Welcome to the era of the cross-network make-good.
When it comes to good ratings underdeliveries, Viacom is repurposing its VH1 cable-network advertising shortfall on its other networks, including its broadcast properties, CBS and UPN.
No buyer or seller could recall any cable network giving a make-good on a broadcast network in the past.
So far, the make-goods “have been a combination of a whole bunch of things,” said a senior advertising agency executive who has negotiated the VH1 make-goods. “It’s been cash back, it’s been UPN, it’s been CBS daytime. It’s been a little bit of everything.”
Other buyers say sports on CBS have also been used for VH1 make-goods.
One media agency negotiator said, “I know of at least one make-good that was done through Viacom Outdoor.”
A third buyer said he was offered cash back as well.

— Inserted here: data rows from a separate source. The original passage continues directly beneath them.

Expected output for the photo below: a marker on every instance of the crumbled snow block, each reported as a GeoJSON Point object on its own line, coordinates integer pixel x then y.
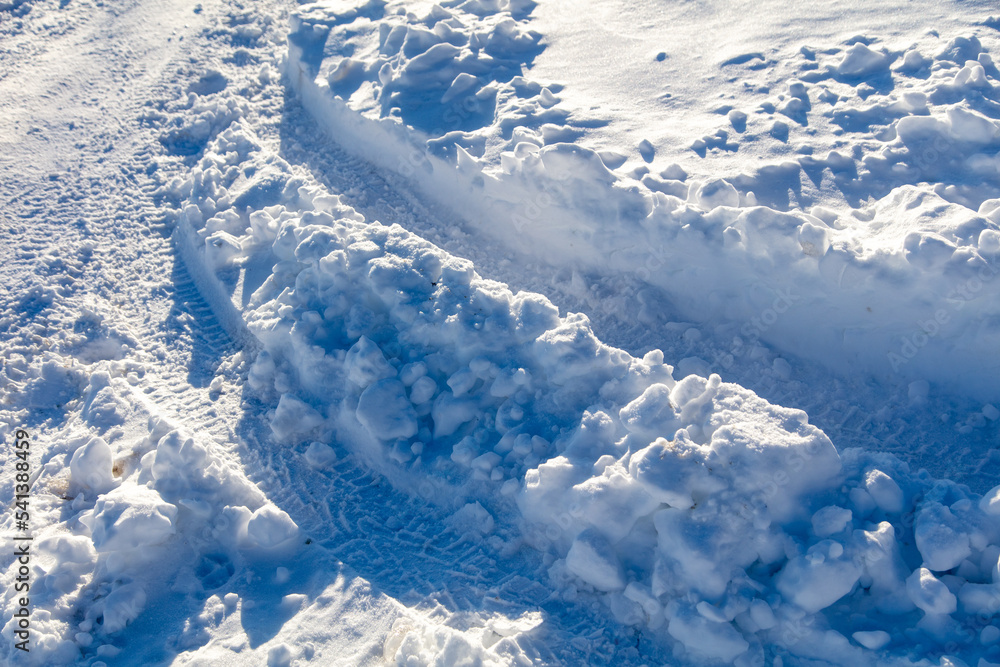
{"type": "Point", "coordinates": [941, 541]}
{"type": "Point", "coordinates": [872, 639]}
{"type": "Point", "coordinates": [593, 560]}
{"type": "Point", "coordinates": [221, 249]}
{"type": "Point", "coordinates": [652, 414]}
{"type": "Point", "coordinates": [983, 600]}
{"type": "Point", "coordinates": [320, 454]}
{"type": "Point", "coordinates": [672, 471]}
{"type": "Point", "coordinates": [885, 571]}
{"type": "Point", "coordinates": [715, 193]}
{"type": "Point", "coordinates": [294, 418]}
{"type": "Point", "coordinates": [90, 467]}
{"type": "Point", "coordinates": [122, 606]}
{"type": "Point", "coordinates": [990, 502]}
{"type": "Point", "coordinates": [830, 520]}
{"type": "Point", "coordinates": [473, 518]}
{"type": "Point", "coordinates": [131, 519]}
{"type": "Point", "coordinates": [929, 593]}
{"type": "Point", "coordinates": [884, 491]}
{"type": "Point", "coordinates": [366, 364]}
{"type": "Point", "coordinates": [270, 528]}
{"type": "Point", "coordinates": [819, 578]}
{"type": "Point", "coordinates": [706, 638]}
{"type": "Point", "coordinates": [386, 412]}
{"type": "Point", "coordinates": [860, 61]}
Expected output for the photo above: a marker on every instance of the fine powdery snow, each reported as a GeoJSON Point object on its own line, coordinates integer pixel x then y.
{"type": "Point", "coordinates": [494, 332]}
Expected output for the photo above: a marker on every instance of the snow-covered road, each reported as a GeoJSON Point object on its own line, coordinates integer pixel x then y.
{"type": "Point", "coordinates": [351, 333]}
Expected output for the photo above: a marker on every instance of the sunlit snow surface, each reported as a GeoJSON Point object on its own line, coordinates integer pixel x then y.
{"type": "Point", "coordinates": [502, 333]}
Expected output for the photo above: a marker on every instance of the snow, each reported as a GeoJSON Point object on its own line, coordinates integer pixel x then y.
{"type": "Point", "coordinates": [391, 331]}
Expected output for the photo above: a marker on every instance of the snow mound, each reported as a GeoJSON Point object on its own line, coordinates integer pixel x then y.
{"type": "Point", "coordinates": [691, 508]}
{"type": "Point", "coordinates": [896, 286]}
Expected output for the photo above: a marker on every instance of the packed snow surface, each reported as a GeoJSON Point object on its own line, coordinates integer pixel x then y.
{"type": "Point", "coordinates": [494, 332]}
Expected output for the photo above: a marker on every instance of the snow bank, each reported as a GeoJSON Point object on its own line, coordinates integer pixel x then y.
{"type": "Point", "coordinates": [723, 525]}
{"type": "Point", "coordinates": [897, 286]}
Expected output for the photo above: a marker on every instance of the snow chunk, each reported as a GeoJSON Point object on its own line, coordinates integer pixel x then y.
{"type": "Point", "coordinates": [473, 518]}
{"type": "Point", "coordinates": [860, 61]}
{"type": "Point", "coordinates": [90, 467]}
{"type": "Point", "coordinates": [366, 363]}
{"type": "Point", "coordinates": [386, 412]}
{"type": "Point", "coordinates": [131, 519]}
{"type": "Point", "coordinates": [929, 593]}
{"type": "Point", "coordinates": [293, 418]}
{"type": "Point", "coordinates": [652, 414]}
{"type": "Point", "coordinates": [884, 491]}
{"type": "Point", "coordinates": [942, 544]}
{"type": "Point", "coordinates": [830, 520]}
{"type": "Point", "coordinates": [990, 502]}
{"type": "Point", "coordinates": [874, 639]}
{"type": "Point", "coordinates": [671, 471]}
{"type": "Point", "coordinates": [122, 606]}
{"type": "Point", "coordinates": [270, 527]}
{"type": "Point", "coordinates": [592, 559]}
{"type": "Point", "coordinates": [819, 578]}
{"type": "Point", "coordinates": [719, 641]}
{"type": "Point", "coordinates": [320, 454]}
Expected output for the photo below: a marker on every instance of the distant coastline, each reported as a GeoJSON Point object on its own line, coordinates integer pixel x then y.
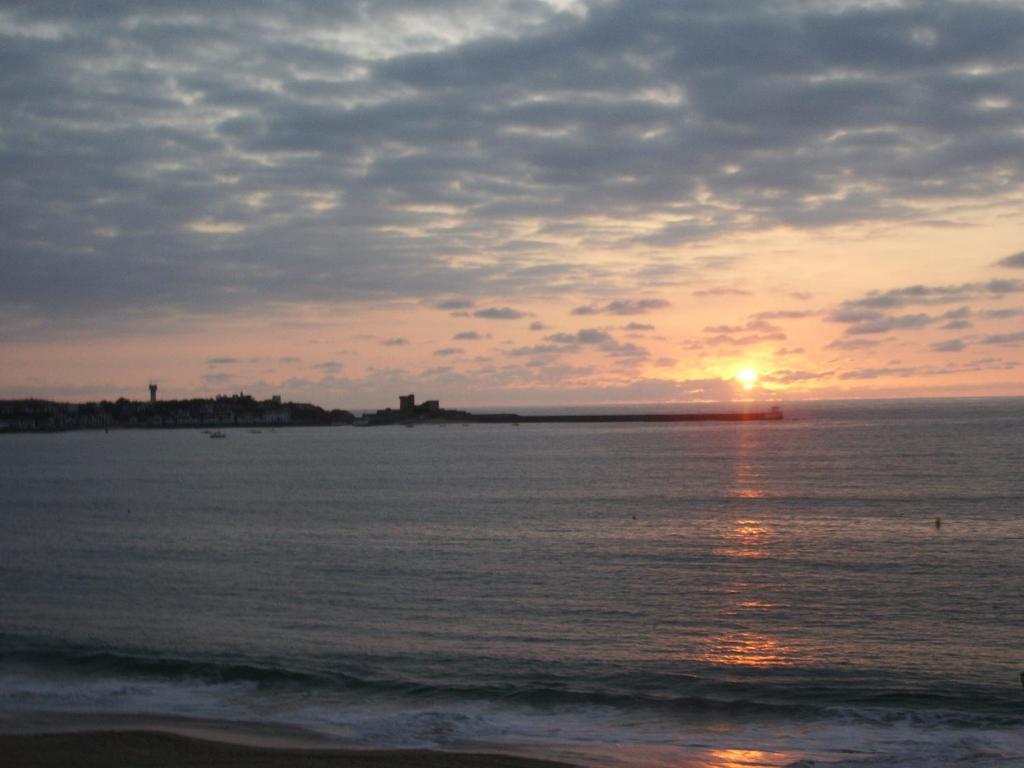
{"type": "Point", "coordinates": [244, 411]}
{"type": "Point", "coordinates": [222, 411]}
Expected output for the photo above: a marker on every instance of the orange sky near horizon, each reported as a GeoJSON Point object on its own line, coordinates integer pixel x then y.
{"type": "Point", "coordinates": [587, 203]}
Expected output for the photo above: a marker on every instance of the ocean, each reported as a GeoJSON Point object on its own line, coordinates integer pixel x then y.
{"type": "Point", "coordinates": [845, 586]}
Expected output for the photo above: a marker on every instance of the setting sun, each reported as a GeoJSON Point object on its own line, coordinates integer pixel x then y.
{"type": "Point", "coordinates": [748, 377]}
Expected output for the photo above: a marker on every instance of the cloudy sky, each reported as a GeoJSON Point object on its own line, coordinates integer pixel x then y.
{"type": "Point", "coordinates": [511, 202]}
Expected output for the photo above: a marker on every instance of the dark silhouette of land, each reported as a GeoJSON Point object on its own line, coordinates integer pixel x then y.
{"type": "Point", "coordinates": [154, 750]}
{"type": "Point", "coordinates": [222, 411]}
{"type": "Point", "coordinates": [244, 410]}
{"type": "Point", "coordinates": [410, 413]}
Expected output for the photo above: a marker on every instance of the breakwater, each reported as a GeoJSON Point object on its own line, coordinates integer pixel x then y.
{"type": "Point", "coordinates": [773, 414]}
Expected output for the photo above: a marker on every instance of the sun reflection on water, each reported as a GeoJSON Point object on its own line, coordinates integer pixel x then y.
{"type": "Point", "coordinates": [748, 649]}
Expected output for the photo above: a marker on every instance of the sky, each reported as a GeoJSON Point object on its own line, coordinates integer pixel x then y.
{"type": "Point", "coordinates": [515, 202]}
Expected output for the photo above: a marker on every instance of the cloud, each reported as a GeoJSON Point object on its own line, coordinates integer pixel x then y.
{"type": "Point", "coordinates": [877, 373]}
{"type": "Point", "coordinates": [218, 378]}
{"type": "Point", "coordinates": [455, 304]}
{"type": "Point", "coordinates": [901, 297]}
{"type": "Point", "coordinates": [851, 344]}
{"type": "Point", "coordinates": [887, 324]}
{"type": "Point", "coordinates": [754, 325]}
{"type": "Point", "coordinates": [503, 312]}
{"type": "Point", "coordinates": [329, 366]}
{"type": "Point", "coordinates": [1014, 338]}
{"type": "Point", "coordinates": [181, 162]}
{"type": "Point", "coordinates": [587, 336]}
{"type": "Point", "coordinates": [600, 339]}
{"type": "Point", "coordinates": [795, 377]}
{"type": "Point", "coordinates": [722, 292]}
{"type": "Point", "coordinates": [625, 306]}
{"type": "Point", "coordinates": [1016, 261]}
{"type": "Point", "coordinates": [783, 314]}
{"type": "Point", "coordinates": [956, 325]}
{"type": "Point", "coordinates": [727, 339]}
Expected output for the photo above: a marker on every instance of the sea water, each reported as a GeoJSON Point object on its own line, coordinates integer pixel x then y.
{"type": "Point", "coordinates": [843, 586]}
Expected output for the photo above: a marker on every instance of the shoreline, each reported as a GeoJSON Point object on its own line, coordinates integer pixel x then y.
{"type": "Point", "coordinates": [165, 749]}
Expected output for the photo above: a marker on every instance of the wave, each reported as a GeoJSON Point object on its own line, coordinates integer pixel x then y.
{"type": "Point", "coordinates": [35, 673]}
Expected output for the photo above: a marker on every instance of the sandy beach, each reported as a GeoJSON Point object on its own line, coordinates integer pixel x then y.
{"type": "Point", "coordinates": [160, 750]}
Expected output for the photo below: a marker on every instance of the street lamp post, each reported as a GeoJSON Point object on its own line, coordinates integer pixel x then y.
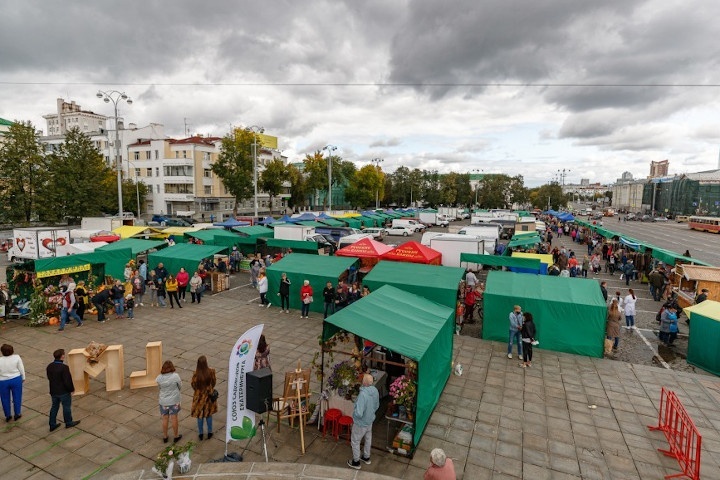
{"type": "Point", "coordinates": [114, 96]}
{"type": "Point", "coordinates": [255, 130]}
{"type": "Point", "coordinates": [330, 149]}
{"type": "Point", "coordinates": [377, 162]}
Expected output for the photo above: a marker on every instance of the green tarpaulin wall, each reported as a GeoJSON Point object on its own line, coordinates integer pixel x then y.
{"type": "Point", "coordinates": [703, 351]}
{"type": "Point", "coordinates": [186, 255]}
{"type": "Point", "coordinates": [412, 326]}
{"type": "Point", "coordinates": [297, 246]}
{"type": "Point", "coordinates": [569, 313]}
{"type": "Point", "coordinates": [319, 269]}
{"type": "Point", "coordinates": [136, 245]}
{"type": "Point", "coordinates": [434, 282]}
{"type": "Point", "coordinates": [497, 261]}
{"type": "Point", "coordinates": [114, 262]}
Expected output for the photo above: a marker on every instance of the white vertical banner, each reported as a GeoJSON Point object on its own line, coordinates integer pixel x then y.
{"type": "Point", "coordinates": [241, 421]}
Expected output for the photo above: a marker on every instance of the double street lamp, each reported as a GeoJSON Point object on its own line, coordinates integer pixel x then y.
{"type": "Point", "coordinates": [377, 162]}
{"type": "Point", "coordinates": [330, 149]}
{"type": "Point", "coordinates": [255, 130]}
{"type": "Point", "coordinates": [115, 96]}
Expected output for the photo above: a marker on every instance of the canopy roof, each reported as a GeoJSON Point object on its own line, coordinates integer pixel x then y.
{"type": "Point", "coordinates": [569, 313]}
{"type": "Point", "coordinates": [412, 326]}
{"type": "Point", "coordinates": [295, 245]}
{"type": "Point", "coordinates": [136, 245]}
{"type": "Point", "coordinates": [365, 248]}
{"type": "Point", "coordinates": [127, 231]}
{"type": "Point", "coordinates": [113, 261]}
{"type": "Point", "coordinates": [185, 255]}
{"type": "Point", "coordinates": [434, 282]}
{"type": "Point", "coordinates": [498, 261]}
{"type": "Point", "coordinates": [414, 252]}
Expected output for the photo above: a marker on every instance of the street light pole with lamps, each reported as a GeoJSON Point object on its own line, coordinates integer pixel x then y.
{"type": "Point", "coordinates": [330, 149]}
{"type": "Point", "coordinates": [255, 130]}
{"type": "Point", "coordinates": [115, 96]}
{"type": "Point", "coordinates": [377, 162]}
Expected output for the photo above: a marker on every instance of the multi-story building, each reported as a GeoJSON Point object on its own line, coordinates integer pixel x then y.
{"type": "Point", "coordinates": [180, 179]}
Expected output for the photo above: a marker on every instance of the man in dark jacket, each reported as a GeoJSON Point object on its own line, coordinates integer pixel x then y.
{"type": "Point", "coordinates": [61, 388]}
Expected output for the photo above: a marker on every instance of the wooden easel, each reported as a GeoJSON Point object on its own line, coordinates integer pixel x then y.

“They were terrible estimating their ratings,” one buyer said, “but I’ve never seen any network-cable or broadcast-more accommodating about make-goods.”
Some buyers attribute the client-friendly attitude to Mel Karmazin, Viacom’s chief operating officer. “Before Mel, the MTV Networks were some of the toughest, most unfriendly guys, businesswise, out there,” one buyer said. “They’re still tough, but Mel has gotten them to be very accommodating. In the long term, it will serve them much better.”
Senior Viacom ad-sales officials were asked through a spokesman to reply specifically to queries about the nature of the make-goods and to cite specific clients who had been offered or had accepted CBS or UPN make-goods, as well as to discuss the relative valuations of advertising time on VH1 and the broadcast networks. Viacom declined to comment.
The cross-network make-good is “smart, and it presents an opportunity to both parties,” said another senior advertising agency executive with clients on VH1, whose agency is still negotiating the make-goods.
One way it works, other media agency sources said, is that VH1 is buying inventory internally, through the company itself, on CBS and UPN (and on the Viacom cable networks) to satisfy the audience underdeliveries.
“The real issue here is that we want our delivery in the time period, in the weeks that we want,” said the executive who has received the make-goods. “We know that VH1 doesn’t have the inventory to give back.”
Viacom faces two options to make good these shortfalls, which in some cases are three and four months old, according to this executive: Give back cash or give back time on other networks. “The key is we’re getting the weight when we need it.”
A 30 percent year-to-year ratings drop at VH1 has already resulted in a plethora of make-goods on the network’s own air, essentially commandeering VH1’s shelf space and in effect selling it out through the first half of the year and possibly beyond, according to a report in Advertising Age.
In a sense, the cross-network make-good is simply an extension of existing make-good practices, namely, running a make-good ad in a different daypart or in a different genre of programming than the original underdelivery-for example, good a sports or a news or a prime-time entertainment underdelivery in daytime.